Decisions that focus on the possible and the penalties for the possible are necessarily more transparent and reviewable than private assessments of probability.  The entirety of the regulatory assessment fits into a headline, instead of a balance of secret deliberations.

government vs private involvement
3rd party safety certifications adds credibility to any safety claim.  Private safety certifiers are likely to be corrupted by wanting to please their clients and be too easy on them.  Government certifiers can be corrupted the same way or through the political process.  The main rationale of proposing natural governance (independent directly elected functional governance) was to eliminate government monopoly and hidden political manipulation of regulatory functions while not resorting to submission to private (certification) mafias.

In the context of certification agencies, natural governance would allow overlapping and competing socially accountable functions.  There would be no absolute requirement of social funding.  It would add over the private alternative, direct electoral accountability to guard against corruption of their mandate and presumptive duty.  A private company is only accountable to its customers and shareholders and so unsuitable to be trusted for social care, no matter how cute the baby animals in its advertisements are.

safety innovation
Another issue with our current regulatory framework is that safety innovation can be politically blocked by industry.  Even small industries.  A prime example is the table saw that shuts itself off instantly when it is about to cut through a human finger.  According to the 2nd video there, 1 in 20 table saws ever sold has mamed someone.  While this is an obviously great idea, there were substantial initial marketing struggles that may be partially blamed on it being too good an idea where the inventor wanted to be rewarded too much.  At any rate, saw manufacturers didn't want to implement it because they didn't have to (Saws like playgrounds carry a waiver of liability due to inherent danger), and the regulatory agency refused to mandate the safety feature, despite the fact that the CPSC's own data show that 3-4000 idiots per year have table saw related amputations and need protection from themselves.

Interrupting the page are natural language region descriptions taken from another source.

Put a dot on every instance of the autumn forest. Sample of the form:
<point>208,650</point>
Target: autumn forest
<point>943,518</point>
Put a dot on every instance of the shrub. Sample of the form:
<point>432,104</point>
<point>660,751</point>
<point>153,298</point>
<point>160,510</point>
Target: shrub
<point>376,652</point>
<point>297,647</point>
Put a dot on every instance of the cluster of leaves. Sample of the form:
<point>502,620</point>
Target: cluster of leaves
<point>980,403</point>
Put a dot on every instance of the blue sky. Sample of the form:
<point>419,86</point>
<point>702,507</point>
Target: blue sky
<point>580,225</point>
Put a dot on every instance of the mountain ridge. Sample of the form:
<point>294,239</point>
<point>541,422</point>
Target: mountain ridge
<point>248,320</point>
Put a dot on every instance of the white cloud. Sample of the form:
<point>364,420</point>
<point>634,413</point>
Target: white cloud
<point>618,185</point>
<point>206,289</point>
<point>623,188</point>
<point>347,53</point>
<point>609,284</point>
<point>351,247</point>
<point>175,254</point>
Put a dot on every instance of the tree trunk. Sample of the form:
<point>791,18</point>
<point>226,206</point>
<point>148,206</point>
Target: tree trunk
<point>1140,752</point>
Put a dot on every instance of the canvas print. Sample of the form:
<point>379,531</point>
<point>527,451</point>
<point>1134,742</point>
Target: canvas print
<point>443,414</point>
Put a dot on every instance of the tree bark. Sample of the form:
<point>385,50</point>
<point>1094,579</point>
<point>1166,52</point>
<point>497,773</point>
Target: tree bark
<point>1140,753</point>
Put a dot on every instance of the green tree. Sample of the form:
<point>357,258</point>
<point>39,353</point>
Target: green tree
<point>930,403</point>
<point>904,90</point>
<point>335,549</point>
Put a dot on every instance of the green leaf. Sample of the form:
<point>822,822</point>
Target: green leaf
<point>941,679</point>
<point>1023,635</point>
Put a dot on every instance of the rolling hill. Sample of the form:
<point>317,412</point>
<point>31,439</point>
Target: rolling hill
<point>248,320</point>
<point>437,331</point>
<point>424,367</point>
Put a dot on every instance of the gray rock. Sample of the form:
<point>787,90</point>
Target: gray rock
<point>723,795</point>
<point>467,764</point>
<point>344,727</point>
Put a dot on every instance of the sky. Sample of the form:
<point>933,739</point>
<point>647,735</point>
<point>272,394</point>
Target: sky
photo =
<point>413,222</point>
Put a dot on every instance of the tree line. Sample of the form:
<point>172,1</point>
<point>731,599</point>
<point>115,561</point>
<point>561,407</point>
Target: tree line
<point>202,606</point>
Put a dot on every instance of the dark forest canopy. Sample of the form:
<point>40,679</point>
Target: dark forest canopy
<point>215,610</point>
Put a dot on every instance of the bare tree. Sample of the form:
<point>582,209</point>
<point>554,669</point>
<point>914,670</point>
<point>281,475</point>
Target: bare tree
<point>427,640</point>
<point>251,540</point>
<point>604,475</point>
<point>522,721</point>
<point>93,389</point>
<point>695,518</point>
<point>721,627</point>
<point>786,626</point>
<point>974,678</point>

The way this alternative regulation proposal (I'll eventually refer to it as Natural regulation to keep the lazy naming scheme) advances such safety innovation:

  • Individuals can still choose to use more dangerous equipment if they are confident in themselves.
  • A direct and obvious economic appeal can be made to liability and insurance rates.
  • If there is active oversight of operations of your business by an insurer then there will be highly responsive reactions to potential safety innovations.
  • Customers that bear liability from using supplier equipment ( who don't) could get more helpful suppliers.
  • You don't waste 1 to 2 years of time trying to convince bureaucrats to do the right thing.

Pre-addressing criticism
The loudest argument against "natural regulation" is that it will prevent industry and economic activity due to companies being too afraid of projects and their potential liability to proceed with them.  The question to answer though is "Would you allow BP to proceed with its Event Horizon project knowing the outcome?"  Even if that outcome occurred only 1 in 5 times, it would still be better for the world if BP had been too fearful to conduct it.  Also relevant though, is that BP would still have wanted to undertake the project with more expensive safety measures.  My understanding from the reports on the incident, was that the accident was influenced by cutting corners rather than the project being infeasible from a safety perspective.


Political implementation
Given that this proposal would reduce the benefits of political campaign donations, its easy to predict that current politicians will not favour it.  But if we pay attention to the lip moving, ...

Republicans speak of personal liberty, lower taxes, and even the elimination of regulatory agencies.  Democrats speak of making the country/people safer, and protecting the environment.  I think their opposition would expose hypocricy.

The most important point of this paper is showing that the general libertarian approach to regulation is not necessarily a pro-polluter one.